# Vektorprogramme



## Morillo (4. Februar 2003)

Welche Programme benützt ihr zur Zeit. Ich Freehand denn das ist die beste Software oder ?


----------



## Thomas Lindner (4. Februar 2003)

..das beste gibt es im EDV Bereich nicht, den das hängt immer von den Anforderungen ab...

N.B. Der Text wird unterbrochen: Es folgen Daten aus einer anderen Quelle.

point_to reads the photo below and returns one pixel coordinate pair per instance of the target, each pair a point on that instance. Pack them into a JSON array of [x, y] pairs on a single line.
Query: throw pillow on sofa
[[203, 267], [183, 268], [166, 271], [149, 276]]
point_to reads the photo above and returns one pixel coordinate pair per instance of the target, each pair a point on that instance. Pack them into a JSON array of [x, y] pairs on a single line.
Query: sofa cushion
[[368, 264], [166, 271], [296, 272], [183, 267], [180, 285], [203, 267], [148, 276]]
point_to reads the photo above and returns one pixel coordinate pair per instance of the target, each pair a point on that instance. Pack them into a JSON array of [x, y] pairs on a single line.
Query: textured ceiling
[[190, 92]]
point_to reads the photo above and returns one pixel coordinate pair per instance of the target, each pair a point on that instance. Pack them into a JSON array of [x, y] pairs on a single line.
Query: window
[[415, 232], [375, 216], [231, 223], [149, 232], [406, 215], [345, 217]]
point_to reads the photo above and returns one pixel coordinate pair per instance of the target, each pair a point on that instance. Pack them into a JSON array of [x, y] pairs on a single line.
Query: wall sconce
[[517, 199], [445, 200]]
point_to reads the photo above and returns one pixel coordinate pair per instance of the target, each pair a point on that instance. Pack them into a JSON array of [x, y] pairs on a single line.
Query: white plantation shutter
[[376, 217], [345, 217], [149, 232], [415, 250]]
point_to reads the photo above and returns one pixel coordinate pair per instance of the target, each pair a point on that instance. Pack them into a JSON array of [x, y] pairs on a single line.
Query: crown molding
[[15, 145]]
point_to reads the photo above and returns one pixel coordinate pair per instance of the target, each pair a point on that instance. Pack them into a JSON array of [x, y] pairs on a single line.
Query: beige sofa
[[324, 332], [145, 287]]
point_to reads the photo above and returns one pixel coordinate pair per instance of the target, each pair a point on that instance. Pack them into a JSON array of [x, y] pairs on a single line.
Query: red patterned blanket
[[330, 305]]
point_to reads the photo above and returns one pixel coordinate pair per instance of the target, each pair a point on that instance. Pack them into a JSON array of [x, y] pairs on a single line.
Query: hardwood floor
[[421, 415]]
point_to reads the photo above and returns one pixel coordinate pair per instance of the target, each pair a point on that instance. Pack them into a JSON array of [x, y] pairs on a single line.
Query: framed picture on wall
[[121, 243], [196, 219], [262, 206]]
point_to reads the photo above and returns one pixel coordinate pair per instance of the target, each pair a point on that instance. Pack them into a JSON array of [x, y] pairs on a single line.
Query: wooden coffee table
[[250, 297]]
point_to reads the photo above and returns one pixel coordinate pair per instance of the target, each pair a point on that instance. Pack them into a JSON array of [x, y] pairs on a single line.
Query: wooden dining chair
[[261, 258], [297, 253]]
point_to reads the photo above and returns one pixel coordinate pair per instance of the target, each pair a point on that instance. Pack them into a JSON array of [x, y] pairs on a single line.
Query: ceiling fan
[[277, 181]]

btw.: Was für eine überflüssige Frage!


----------



## Morillo (4. Februar 2003)

ich bin neu hier un teste ob man hier blöde antworten bekommt.


----------



## Thomas Lindner (4. Februar 2003)

Wahrscheinlichkeitsrechnung:

Blöde Frage = blöde Antwort

Sinnvolle Frage = hilfreiche Antwort 

Aber da Du neu bist bekommst Du von mir einen Threadlink geschenkt:

http://www.tutorials.de/tutorials26870.html

Cu on board

Cutti


----------



## Morillo (4. Februar 2003)

ups....    
Sorry


----------



## 3Dnavigator (7. Mai 2003)

Hab' auch noch eine blöde Antwort dazu: Es kommt auch immer darauf an, mit welchem Programm du dich am besten auskennst. Das ist dann auch das beste (für dich). Bei mir ist das zum Beispiel CorelDRAW!...


----------



## theionisator (13. Juni 2003)

> _Original geschrieben von foxych _
> *Hab' auch noch eine blöde Antwort dazu: Es kommt auch immer darauf an, mit welchem Programm du dich am besten auskennst. Das ist dann auch das beste (für dich). Bei mir ist das zum Beispiel CorelDRAW!... *




IIIIIEEEEEEEEEEEH Corel
....
Ich find Corel is was für Anfänger, Illustrator und  Freehand rulen!


;-)


----------



## Mythos007 (13. Juni 2003)

@ theionisator hier *Rúl7* nix - außer vielleicht Köpfe ...

=> .:lesen:.


----------



## 3Dnavigator (13. Juni 2003)

Wenn man sich mit CorelDRAW! mal befassen würde, würde MAN merken, dass dieses Programm genau so viel kann, wie Illustrator oder Freehand.

Aber ist ja auch egal. Ist einfach Geschmackssache, was man benutzt.


----------